Associate Professor, Biochemistry and Molecular Genetics
- BS, Microwave Engineering, University of California, Los Angeles
- PhD, Statistical Physics, University of California, Santa Barbara
- Postdoc, Statistical Physics, University of Maryland
- Postdoc, Computational Biology, The Rockefeller University
Bioinformatics and Genomics, Biophysics, Cancer Biology, Computational Biology, Epigenetics, Molecular Biology, Translational Science
Physical Modeling of Microarray Hybridization; Analysis of Genomic Tiling Array Data; Bioinformatics; Computational Biology; Regulatory Networks
My laboratory develops and applies computational statistics methods to functional genomic data with a focus on epigenetic data. Epigenetics is the study of heritable phenotypic traits not coded in the primary DNA sequence, which can be modified by environmental factors and comprise a complex regulatory network that controls a number of processes on DNA including transcription, replication and repair. A central element of this control network is chemical groups (e.g., acetyl or methyl) that are added or removed from DNA and histones, which package DNA in a cell's nucleus. Control of processes such as transcription is achieved by making DNA sequences available or unavailable for factors including General Transcription Factors and Pol II that initiate transcription as well as recruitment of factors that facilitate each stage of transcription (i.e., promotion, elongation, etc.). Similarly, accessibility of DNA regulates the binding of the Origin Recognition Complex and subsequent initiation of DNA replication. Epigenetic factors have been shown to play a fundamental role in regulating cell differentiation, and the dysregulation of epigenetic processes have been implicated in a number of diseases including cancer, diabetes, and neurological disorders.

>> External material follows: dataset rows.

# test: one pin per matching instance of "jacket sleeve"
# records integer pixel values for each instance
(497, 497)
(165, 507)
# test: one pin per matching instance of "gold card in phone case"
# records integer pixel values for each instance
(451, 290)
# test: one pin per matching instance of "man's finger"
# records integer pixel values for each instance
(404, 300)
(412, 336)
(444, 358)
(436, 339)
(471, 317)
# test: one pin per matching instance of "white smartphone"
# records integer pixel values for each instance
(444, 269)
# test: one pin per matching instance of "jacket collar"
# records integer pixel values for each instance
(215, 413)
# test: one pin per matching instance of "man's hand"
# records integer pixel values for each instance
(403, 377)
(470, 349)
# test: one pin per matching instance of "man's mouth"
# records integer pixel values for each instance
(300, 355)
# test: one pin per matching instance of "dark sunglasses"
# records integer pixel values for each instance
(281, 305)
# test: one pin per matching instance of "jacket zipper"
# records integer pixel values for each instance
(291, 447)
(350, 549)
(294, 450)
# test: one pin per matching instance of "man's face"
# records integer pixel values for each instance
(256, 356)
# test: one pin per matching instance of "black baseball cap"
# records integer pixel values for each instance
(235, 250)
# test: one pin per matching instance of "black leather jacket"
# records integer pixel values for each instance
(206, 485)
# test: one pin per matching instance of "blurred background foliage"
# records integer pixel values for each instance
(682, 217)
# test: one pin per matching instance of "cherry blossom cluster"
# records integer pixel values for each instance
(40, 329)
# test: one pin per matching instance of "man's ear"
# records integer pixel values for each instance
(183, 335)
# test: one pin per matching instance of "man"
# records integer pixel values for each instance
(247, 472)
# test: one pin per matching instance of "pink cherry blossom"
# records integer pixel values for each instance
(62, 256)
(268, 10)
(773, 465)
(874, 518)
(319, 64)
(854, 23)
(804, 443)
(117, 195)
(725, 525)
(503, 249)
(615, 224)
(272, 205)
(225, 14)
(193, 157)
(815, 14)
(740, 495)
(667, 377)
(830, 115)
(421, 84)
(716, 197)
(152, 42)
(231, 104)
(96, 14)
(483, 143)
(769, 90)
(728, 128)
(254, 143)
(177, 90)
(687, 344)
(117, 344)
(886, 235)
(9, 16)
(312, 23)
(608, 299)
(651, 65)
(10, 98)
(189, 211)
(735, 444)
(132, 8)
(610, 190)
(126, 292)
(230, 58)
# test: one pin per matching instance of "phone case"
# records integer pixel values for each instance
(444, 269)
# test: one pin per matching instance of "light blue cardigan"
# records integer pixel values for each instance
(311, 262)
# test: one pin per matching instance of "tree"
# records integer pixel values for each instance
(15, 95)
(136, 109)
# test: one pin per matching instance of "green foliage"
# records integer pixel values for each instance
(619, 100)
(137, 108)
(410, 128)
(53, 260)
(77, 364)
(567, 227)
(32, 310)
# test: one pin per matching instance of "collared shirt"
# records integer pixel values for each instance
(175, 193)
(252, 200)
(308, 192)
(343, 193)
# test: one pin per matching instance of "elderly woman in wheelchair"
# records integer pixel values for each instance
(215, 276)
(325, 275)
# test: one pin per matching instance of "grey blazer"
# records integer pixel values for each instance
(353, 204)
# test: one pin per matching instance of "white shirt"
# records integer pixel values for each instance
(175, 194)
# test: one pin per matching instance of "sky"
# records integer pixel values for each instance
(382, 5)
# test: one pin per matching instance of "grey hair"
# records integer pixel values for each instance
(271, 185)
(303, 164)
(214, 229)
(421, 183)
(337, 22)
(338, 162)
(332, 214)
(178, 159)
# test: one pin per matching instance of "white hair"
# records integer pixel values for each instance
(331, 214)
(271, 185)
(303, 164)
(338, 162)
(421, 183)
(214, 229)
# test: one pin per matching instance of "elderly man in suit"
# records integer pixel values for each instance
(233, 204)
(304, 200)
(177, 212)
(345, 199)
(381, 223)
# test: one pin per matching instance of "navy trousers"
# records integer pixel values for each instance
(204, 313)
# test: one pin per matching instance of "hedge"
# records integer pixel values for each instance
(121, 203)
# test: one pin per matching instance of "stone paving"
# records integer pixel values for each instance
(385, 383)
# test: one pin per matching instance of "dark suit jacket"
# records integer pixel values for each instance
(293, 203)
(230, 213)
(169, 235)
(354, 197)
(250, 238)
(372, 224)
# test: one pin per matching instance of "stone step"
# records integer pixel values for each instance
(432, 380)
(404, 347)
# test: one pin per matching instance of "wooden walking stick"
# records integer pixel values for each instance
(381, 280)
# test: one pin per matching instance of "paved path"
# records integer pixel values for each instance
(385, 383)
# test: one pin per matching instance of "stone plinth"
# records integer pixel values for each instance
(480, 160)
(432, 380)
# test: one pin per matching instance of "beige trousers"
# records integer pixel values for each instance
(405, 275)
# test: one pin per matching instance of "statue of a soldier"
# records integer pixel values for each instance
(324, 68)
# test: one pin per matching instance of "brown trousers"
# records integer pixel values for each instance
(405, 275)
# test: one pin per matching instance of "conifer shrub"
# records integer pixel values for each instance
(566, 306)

We are interested in characterizing the complex epigenetic regulatory network of histone modifications and DNA methylation, which exhibits extensive cross-talk. We apply machine-learning methods including Multivariate Regression Splines (MARS) and Bayesian Networks (BN) to epigenomic data in order to uncover this network and understand how it regulates transcription and DNA replication. We analyze both publicly available data sets (e.g., epigenomic data generated by K. Zhao's lab and the ENCODE, modENCODE and Epigenomics Mapping Consortia) as well as data generated by colleagues here at UVa. In our collaborations, we are studying (1) preinitiation complex (PIC) and transcription factor dynamics and their role in regulation of transcription level and precision (2) epigenomic regulation of the epithelial to mesenchymal transition -- a model of how cells are reprogrammed during metastasis (3) origins of DNA replication in the human genome and the epigenetic factors that drive them (4) the role of histone deacetylaces including Sir2 in aging and (5) the impact of chemicals in our environment (e.g., Bisphenol A) on our epigenome and subsequent phenotypic outcomes. An exciting aspect of the collaborative environment at UVa is that we are able to experimentally test our predicted epigenetic regulatory network models at the biochemical and phenotypic level.